1 PROJECT SUMMARY 2 The overarching goals of the African Americans Fighting Alzheimer’s in Midlife (AA-FAIM) renewal are to 3 promote timely and valid detection of Alzheimer’s disease (AD) and related dementias (ADRD) in Black 4 populations and to increase inclusion of Black adults in ADRD research. Being racialized as Black in the US is 5 associated with twice the risk of cognitive decline and ADRD relative to non-Hispanic whites. Yet, because Black 6 Americans are substantially under-recruited and under-represented in ADRD research, gaps remain in our 7 understanding of the generalizability of prevailing theories of preclinical AD pathophysiology (e.g. the amyloid 8 hypothesis) to Black patients. To address these gaps, we must obtain essential biomarker data from Black 9 participants and improve inclusion of Black participants, examining recruitment/retention with scientific rigor. In 10 Aim 1, we will explore the relevance of preclinical amyloidosis in predicting cognitive decline in a Black cohort, 11 comparing models considering roles of (a) preclinical AD pathology, (b) vascular risk factors, (c) psychosocial 12 factors, and (d) cognitive markers in predicting cognitive decline in a cohort of 400 Black adults. Aim 2 will 13 examine the association between plasma Aß42/40 and Amyloid PET positivity (PET A+) and test the 14 chronicity/EAOA (estimated age of amyloid onset) model of preclinical AD in Black participants. We will 15 investigate associations between plasma Aß42/40 and concurrent PET A+, and assess whether longer amyloid 16 chronicity and/or earlier EAOA are associated with accelerated cognitive decline. Aim 3 examines factors 17 associated with successful enrollment and retention. We will assess patterns of perceptions and beliefs relative 18 to an emerging model of participant engagement, and explore model constructs’ efficacy in predicting 19 prospective participation decisions. With renewed investment in the AA-FAIM cohort, we will continue 20 contributing to an emerging understanding of preclinical ADRD in a minoritized population. Moreover, we can 21 further leverage our participants’ contributions by partnering with teams seeking access to these unique data.

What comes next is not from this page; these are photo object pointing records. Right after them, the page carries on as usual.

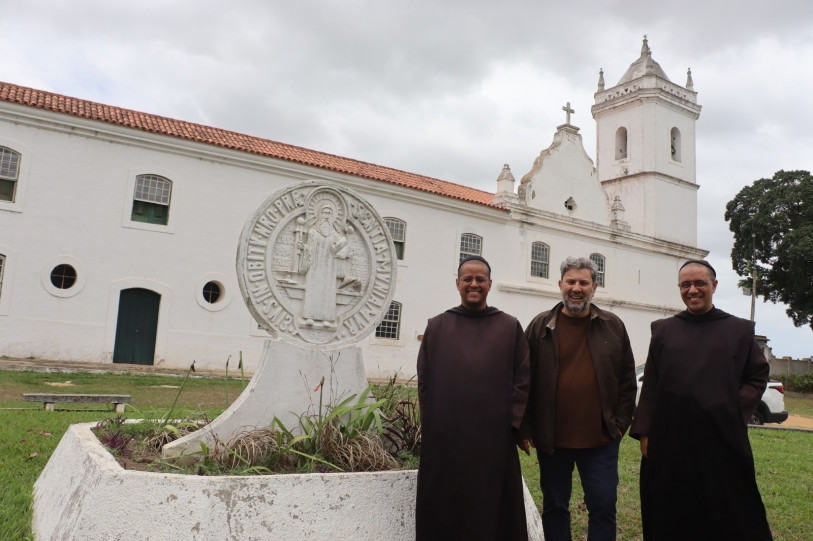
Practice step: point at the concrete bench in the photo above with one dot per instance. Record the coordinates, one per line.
(118, 400)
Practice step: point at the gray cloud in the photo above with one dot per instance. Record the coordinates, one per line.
(449, 89)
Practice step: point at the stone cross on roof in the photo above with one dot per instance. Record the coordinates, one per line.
(568, 111)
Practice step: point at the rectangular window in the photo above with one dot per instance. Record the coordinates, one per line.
(9, 173)
(540, 259)
(398, 233)
(598, 259)
(151, 199)
(470, 244)
(391, 324)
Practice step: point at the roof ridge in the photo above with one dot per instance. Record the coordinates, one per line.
(201, 133)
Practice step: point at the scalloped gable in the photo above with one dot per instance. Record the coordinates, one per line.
(236, 141)
(563, 180)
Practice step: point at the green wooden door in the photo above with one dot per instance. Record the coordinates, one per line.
(136, 327)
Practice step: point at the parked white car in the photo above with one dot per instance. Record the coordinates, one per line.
(771, 408)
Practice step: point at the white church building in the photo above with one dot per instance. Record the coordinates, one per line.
(119, 229)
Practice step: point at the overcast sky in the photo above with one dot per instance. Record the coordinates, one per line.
(448, 89)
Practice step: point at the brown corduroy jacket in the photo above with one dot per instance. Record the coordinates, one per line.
(612, 357)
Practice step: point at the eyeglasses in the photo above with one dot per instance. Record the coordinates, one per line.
(698, 284)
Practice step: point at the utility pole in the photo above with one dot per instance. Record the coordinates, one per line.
(753, 274)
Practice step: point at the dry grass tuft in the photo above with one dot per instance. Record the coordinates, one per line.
(254, 447)
(362, 452)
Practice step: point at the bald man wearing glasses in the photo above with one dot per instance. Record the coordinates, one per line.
(704, 377)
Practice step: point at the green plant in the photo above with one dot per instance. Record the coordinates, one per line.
(341, 437)
(403, 429)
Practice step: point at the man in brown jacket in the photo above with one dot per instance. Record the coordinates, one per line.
(581, 402)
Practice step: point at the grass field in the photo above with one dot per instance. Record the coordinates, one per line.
(29, 436)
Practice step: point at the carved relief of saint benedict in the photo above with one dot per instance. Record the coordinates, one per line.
(316, 265)
(325, 246)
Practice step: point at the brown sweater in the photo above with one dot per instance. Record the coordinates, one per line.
(578, 423)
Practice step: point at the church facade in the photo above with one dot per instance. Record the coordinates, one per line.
(119, 229)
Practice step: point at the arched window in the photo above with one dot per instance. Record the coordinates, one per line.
(675, 142)
(598, 259)
(470, 244)
(398, 233)
(540, 259)
(151, 199)
(9, 173)
(390, 326)
(621, 143)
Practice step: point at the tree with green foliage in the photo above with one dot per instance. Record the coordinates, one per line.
(772, 222)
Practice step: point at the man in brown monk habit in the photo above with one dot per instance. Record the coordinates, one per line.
(472, 388)
(703, 379)
(581, 402)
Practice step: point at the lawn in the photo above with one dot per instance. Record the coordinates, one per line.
(29, 436)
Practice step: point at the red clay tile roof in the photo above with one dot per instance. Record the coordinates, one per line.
(236, 141)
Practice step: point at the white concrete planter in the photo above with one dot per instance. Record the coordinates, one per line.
(83, 493)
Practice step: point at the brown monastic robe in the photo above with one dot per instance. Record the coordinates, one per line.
(703, 378)
(473, 381)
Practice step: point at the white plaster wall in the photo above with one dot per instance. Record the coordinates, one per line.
(78, 192)
(562, 171)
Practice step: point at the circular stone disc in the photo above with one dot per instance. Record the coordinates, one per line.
(316, 265)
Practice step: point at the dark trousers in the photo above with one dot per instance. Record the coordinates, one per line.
(598, 470)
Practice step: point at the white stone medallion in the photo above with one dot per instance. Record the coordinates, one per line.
(316, 266)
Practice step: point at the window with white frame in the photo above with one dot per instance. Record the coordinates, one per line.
(390, 326)
(674, 149)
(2, 267)
(470, 244)
(621, 143)
(151, 199)
(598, 259)
(398, 233)
(9, 173)
(540, 259)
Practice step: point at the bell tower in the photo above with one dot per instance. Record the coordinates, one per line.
(645, 149)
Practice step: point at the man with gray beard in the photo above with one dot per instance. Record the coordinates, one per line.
(581, 403)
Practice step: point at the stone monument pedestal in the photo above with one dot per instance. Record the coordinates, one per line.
(283, 387)
(83, 493)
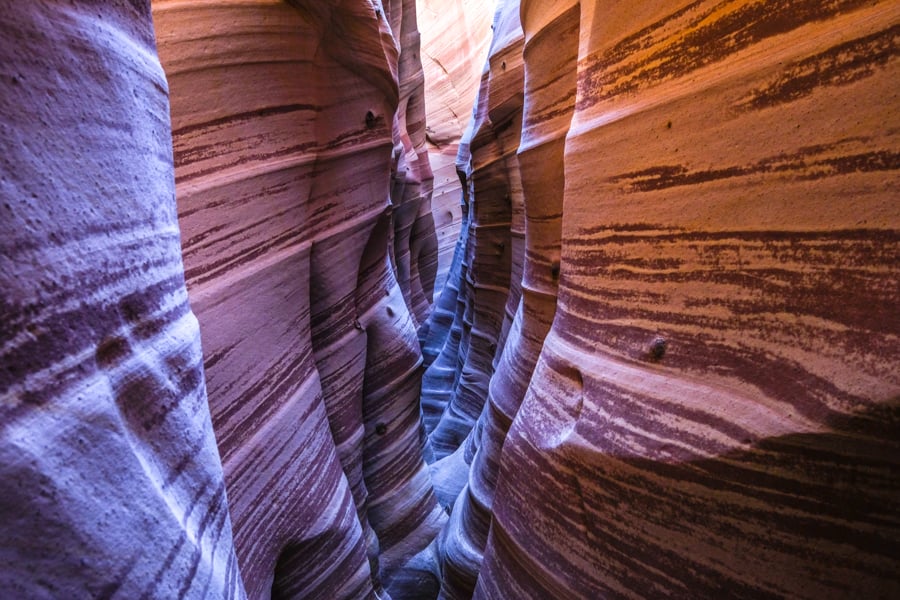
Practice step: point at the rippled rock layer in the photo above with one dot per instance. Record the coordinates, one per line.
(709, 191)
(304, 199)
(111, 480)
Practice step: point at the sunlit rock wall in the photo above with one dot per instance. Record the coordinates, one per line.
(455, 38)
(111, 481)
(714, 409)
(310, 268)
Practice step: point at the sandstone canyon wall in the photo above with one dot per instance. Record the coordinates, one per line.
(111, 480)
(455, 38)
(311, 269)
(711, 190)
(664, 363)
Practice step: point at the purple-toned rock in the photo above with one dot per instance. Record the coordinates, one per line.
(112, 484)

1 项目概要 2 非裔美国人中年抗击阿尔茨海默病 (AA-FAIM) 更新的总体目标是 3 促进及时有效地检测黑人中的阿尔茨海默病 (AD) 和相关痴呆症 (ADRD) 4 人群并增加黑人成人参与 ADRD 研究。在美国被种族化为黑人是 5 与非西班牙裔白人相比，认知能力下降和 ADRD 风险高出两倍。然而，因为黑 6 美国人在 ADRD 研究中的招募和代表性严重不足，我们的研究中仍然存在差距 7 了解临床前 AD 病理生理学主流理论的普遍性（例如淀粉样蛋白 8 假设）针对黑人患者。为了解决这些差距，我们必须从 Black 获得重要的生物标志物数据 9 名参与者并提高黑人参与者的包容性，以科学严谨的方式检查招募/保留情况。在 10 目标 1，我们将探讨临床前淀粉样变性在预测黑人群体认知能力下降方面的相关性， 11 个比较模型考虑了 (a) 临床前 AD 病理学、(b) 血管危险因素、(c) 社会心理的作用 12 个因素和 (d) 认知标记可预测 400 名黑人成年人的认知能力下降。目标2将 13 检查血浆 Aß42/40 和淀粉样蛋白 PET 阳性 (PET A+) 之间的关联并测试 14 黑人参与者临床前 AD 的慢性/EAOA（淀粉样蛋白发病估计年龄）模型。我们将 15 研究血浆 Aß42/40 与并发 PET A+ 之间的关联，并评估淀粉样蛋白是否更长 16 慢性和/或早期 EAOA 与认知能力加速下降有关。目标 3 检查因素 17 与成功注册和保留相关。我们将评估相对的认知和信念模式 18 一个新兴的参与者参与模型，并探索模型构建在预测方面的功效 19 项预期参与决定。随着对 AA-FAIM 队列的重新投资，我们将继续 20 有助于对少数群体中临床前 ADRD 的新认识。此外，我们还可以 21 通过与寻求访问这些独特数据的团队合作，进一步利用参与者的贡献。